Protecting financial assets when using mobile devicesDate posted: 11/3/15 10:30:00 AM
Cyber security is no longer a practice for just desktop and laptop computers, as individuals and businesses around the world rely increasingly on smartphones for everyday tasks. Independent market research company eMarketer estimated there will be nearly 2 billion people with smartphones by 2016, which means mobile cyber security will be more important than ever.
Cyber security methods for mobile devices aren't that different from what many users are accustomed to with their computers. The main tenets of cyber security remain the same for each device: update software routinely, understand privacy policies and protect against the loss of information. For individuals with significant assets, the need to secure personal banking and investment data is ever-important because hackers may target and attempt to infiltrate accounts with a higher market value than the standard investor. Because of this, account security while using a mobile device is paramount.
Mobile device usage
Though listening to music, communicating via text messaging and streaming videos are all common uses of smartphones, users also conduct a large amount of research on their phones. Data from Smart Insights indicated 48 percent of all mobile research begins with web browsing via a search engine. Additionally, 33 percent of mobile research starts with specific websites and another 26 percent is done through apps.
"Individuals should be certain they trust the platforms and apps they use the most."
Users spend 89 percent of their total time on mobile devices within apps and 11 percent on the web.

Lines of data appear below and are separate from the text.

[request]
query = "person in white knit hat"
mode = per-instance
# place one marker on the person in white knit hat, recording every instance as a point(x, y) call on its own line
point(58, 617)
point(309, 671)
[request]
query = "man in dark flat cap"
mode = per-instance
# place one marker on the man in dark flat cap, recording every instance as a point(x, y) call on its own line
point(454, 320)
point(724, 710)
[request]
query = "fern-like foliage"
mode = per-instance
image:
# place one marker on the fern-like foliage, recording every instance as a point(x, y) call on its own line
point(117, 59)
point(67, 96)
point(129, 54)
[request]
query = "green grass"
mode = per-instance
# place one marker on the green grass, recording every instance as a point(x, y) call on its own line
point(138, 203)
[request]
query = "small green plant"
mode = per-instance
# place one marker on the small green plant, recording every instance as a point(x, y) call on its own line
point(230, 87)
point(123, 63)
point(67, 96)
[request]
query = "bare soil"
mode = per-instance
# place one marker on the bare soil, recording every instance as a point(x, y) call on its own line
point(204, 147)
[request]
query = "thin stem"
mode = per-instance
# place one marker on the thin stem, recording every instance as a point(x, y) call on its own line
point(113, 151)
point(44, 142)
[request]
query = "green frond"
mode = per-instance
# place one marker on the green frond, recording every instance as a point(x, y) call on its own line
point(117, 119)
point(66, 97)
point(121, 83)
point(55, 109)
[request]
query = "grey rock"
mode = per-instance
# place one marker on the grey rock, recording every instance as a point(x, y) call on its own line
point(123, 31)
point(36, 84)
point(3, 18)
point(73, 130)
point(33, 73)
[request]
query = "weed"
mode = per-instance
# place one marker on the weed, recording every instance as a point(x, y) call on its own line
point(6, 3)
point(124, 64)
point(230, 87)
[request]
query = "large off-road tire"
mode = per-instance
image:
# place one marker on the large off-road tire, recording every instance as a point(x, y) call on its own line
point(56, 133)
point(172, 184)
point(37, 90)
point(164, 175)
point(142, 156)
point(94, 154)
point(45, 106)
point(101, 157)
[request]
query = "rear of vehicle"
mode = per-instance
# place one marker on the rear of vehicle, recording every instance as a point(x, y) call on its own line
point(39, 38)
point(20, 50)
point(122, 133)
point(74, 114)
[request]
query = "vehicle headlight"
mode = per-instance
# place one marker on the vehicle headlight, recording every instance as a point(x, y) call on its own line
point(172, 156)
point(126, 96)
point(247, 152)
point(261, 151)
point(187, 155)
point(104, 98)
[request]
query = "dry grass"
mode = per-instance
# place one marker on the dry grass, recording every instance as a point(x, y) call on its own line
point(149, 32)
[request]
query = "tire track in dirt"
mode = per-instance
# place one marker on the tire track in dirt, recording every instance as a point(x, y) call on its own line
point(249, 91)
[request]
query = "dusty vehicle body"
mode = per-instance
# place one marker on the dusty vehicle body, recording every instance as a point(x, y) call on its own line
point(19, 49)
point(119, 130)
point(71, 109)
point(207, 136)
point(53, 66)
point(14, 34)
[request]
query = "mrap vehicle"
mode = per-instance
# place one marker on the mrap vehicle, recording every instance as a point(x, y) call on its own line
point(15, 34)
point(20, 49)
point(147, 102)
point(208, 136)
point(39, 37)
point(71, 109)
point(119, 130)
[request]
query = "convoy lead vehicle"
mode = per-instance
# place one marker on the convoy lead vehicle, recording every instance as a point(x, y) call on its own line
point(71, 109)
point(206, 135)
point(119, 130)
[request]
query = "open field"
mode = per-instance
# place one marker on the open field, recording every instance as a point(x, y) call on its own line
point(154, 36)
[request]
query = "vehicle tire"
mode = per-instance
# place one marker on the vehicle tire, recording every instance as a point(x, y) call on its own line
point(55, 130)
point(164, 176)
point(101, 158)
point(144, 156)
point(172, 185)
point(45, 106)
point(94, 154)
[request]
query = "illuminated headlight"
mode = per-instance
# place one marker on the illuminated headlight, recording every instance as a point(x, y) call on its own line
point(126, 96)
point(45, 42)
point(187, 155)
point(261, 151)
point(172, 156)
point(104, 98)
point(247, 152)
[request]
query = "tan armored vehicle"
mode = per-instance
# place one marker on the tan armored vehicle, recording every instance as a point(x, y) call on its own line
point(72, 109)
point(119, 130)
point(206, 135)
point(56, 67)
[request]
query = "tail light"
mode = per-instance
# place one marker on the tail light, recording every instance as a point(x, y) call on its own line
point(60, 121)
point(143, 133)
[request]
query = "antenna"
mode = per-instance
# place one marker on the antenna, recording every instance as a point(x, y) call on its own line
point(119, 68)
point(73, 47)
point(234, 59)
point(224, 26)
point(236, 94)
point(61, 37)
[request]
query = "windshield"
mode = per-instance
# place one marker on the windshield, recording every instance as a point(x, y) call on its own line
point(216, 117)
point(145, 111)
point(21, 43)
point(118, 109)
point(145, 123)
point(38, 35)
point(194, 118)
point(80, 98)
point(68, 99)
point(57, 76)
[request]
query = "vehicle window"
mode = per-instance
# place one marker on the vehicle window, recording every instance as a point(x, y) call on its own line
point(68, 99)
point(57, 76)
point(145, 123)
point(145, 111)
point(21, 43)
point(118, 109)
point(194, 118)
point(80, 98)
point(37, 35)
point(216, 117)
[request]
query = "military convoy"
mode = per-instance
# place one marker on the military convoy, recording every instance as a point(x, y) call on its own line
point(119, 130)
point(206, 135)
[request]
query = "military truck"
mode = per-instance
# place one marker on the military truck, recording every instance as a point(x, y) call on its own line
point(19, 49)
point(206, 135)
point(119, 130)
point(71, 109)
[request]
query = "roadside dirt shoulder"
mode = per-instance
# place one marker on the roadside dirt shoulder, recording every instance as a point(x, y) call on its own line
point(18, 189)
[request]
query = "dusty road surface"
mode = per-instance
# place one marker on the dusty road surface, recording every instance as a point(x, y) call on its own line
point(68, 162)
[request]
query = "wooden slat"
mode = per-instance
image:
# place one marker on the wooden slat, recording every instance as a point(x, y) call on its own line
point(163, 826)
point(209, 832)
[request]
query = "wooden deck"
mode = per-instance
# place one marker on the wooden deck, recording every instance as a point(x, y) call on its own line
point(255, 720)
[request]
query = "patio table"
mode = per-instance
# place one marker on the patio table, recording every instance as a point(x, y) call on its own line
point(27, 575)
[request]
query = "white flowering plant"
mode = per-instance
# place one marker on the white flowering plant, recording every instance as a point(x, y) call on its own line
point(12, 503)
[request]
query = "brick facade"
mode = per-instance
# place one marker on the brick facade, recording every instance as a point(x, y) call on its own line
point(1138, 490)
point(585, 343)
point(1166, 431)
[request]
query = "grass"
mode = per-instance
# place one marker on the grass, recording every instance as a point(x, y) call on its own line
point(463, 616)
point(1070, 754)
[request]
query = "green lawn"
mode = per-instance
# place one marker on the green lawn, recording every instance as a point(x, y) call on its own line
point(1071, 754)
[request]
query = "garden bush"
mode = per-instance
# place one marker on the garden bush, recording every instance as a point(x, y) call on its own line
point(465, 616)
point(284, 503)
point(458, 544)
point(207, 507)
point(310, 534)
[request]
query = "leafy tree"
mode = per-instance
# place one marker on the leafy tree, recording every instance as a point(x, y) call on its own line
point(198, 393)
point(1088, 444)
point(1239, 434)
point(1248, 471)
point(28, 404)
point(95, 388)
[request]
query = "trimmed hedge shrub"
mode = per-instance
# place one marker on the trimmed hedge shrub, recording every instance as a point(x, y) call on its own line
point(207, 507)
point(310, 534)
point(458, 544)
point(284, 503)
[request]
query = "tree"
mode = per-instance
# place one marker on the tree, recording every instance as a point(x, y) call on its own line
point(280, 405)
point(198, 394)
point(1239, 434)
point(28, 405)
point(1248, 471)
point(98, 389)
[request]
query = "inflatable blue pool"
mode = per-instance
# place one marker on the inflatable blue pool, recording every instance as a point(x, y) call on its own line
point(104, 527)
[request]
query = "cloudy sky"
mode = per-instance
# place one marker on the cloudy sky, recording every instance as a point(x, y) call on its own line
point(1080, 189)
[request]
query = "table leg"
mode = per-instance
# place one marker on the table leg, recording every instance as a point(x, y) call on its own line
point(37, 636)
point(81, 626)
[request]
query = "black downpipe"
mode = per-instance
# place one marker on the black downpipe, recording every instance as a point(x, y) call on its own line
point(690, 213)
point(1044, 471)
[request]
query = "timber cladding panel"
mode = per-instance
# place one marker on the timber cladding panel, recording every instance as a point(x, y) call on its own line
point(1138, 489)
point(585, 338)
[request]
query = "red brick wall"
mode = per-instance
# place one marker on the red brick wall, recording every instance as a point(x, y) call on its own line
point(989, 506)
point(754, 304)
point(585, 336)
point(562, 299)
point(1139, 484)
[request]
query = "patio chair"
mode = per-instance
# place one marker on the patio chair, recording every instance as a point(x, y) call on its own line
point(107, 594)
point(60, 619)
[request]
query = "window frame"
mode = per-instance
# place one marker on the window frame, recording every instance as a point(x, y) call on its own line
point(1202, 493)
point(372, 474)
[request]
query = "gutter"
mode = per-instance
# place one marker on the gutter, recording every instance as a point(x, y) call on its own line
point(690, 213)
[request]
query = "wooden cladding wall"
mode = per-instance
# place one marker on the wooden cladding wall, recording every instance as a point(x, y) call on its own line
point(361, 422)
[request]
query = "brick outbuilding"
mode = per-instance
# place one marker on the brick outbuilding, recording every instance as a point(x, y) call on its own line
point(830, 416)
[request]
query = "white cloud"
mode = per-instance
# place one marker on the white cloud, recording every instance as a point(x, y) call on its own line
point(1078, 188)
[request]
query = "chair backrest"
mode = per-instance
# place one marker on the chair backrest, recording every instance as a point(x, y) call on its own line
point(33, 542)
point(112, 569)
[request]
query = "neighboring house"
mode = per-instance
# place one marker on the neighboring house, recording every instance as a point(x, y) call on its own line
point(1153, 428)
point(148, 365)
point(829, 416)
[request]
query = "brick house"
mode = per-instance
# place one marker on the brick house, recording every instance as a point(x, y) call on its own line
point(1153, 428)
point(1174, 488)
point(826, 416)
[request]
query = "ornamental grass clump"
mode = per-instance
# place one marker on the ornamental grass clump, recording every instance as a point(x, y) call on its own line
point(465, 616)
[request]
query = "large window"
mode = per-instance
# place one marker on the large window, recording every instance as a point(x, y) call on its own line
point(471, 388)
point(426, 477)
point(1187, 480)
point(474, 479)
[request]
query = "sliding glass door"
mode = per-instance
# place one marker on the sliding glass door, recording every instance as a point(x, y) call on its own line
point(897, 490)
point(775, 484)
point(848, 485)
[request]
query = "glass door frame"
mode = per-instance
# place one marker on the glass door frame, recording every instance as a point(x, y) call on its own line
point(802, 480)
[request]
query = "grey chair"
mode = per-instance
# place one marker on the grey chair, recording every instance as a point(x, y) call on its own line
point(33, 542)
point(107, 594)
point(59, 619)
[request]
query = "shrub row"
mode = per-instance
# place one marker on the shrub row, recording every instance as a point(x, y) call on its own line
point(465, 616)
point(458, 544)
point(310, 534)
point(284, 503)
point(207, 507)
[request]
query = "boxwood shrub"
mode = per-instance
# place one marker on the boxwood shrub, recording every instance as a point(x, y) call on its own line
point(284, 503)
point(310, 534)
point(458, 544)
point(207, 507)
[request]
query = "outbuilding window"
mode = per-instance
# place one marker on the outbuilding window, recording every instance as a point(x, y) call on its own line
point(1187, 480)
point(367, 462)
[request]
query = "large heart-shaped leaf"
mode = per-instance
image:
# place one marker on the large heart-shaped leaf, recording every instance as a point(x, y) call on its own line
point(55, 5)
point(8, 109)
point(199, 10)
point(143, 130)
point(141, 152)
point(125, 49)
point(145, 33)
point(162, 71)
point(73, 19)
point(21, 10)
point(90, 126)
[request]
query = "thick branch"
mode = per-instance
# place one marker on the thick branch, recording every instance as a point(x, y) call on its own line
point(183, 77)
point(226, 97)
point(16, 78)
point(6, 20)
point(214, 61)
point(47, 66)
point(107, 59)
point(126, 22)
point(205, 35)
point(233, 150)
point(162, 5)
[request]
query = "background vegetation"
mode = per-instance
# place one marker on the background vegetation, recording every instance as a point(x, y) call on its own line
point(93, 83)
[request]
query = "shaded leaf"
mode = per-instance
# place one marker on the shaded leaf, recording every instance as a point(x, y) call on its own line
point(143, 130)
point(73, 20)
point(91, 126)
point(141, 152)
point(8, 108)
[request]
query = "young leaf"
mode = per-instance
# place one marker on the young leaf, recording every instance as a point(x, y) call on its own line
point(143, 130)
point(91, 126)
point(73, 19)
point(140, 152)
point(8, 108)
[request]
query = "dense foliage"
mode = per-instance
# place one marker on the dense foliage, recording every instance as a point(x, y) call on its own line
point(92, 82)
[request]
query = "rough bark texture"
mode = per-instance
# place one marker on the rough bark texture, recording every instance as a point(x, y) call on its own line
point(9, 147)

Individuals should be certain they trust the platforms and apps they use the most, whether to look up personal financial advice, research potential new banking options, adjust portfolio allocations or transfer assets between accounts.
Though some may view mobile devices as more vulnerable to data breaches simply because they are a newer technological innovation, smartphones are actually just as secure as other types of devices with online access, and in some cases even more so, Institutional Investor reported. Nevertheless, appropriate preparation and security measures should be implemented to prevent theft or loss.
With this heightened level of mobile interactivity, users must be protected from malware, phishing scams and other potential web-enabled threats.
Key security measures
A report from CTIA - The Wireless Association stated users should be aware of the agreement they are signing when downloading an app. App stores may be loaded with scam apps while others may require users to hand over vital personal information, which could later be used for theft or fraud. This is a particular concern for those with considerable financial or retirement assets because cyber criminals recognize an opportunity to access a larger amount of wealth.
Similarly, device operators update security software to prevent hackers and cyber criminals from accessing authentication credentials and potentially stealing private information. SecurityWeek noted most organizations and individuals have moved a large part of their data to the cloud, which means smartphone users who enter information through apps need to trust where their information is stored. This makes the careful selection of cloud platforms a crucial component of true mobile security.
Since high net worth individuals are more likely to travel abroad and have investments that extend beyond domestic borders, the use of apps and reliance on the cloud overseas should be limited when handling sensitive financial data.
MediaSmarts gave the following tips of how to secure the mobile-browsing experience:
- Turn off Wi-Fi and Bluetooth connections that aren't being used and make sure phones are not discoverable by other devices
- Steer clear of public hotspots and Wi-Fi connections, especially when ordering items online
- Set all browsing platforms to only access secure connections
Additionally, wealthier individuals should also advise caution to their family, business partners and close associates because hackers can access private information via other people's missteps. Asset transfers, purchases, investments and trades made via apps or mobile devices should be restricted to secure connections, and done sparingly.
Smartphone owners are responsible for how they choose to use their devices, which means online behavior that seems risky should probably be avoided. For instance, apps and mobile websites with a lot of pop-ups, or those that insist on the release of financial information are likely to be less safe. Apps that geotag the location of users or grant permission to host personal data elsewhere should also be used with caution.
Understanding the parameters of cyber security and how they pertain to mobile devices is just as important as making smart online decisions each time one logs in.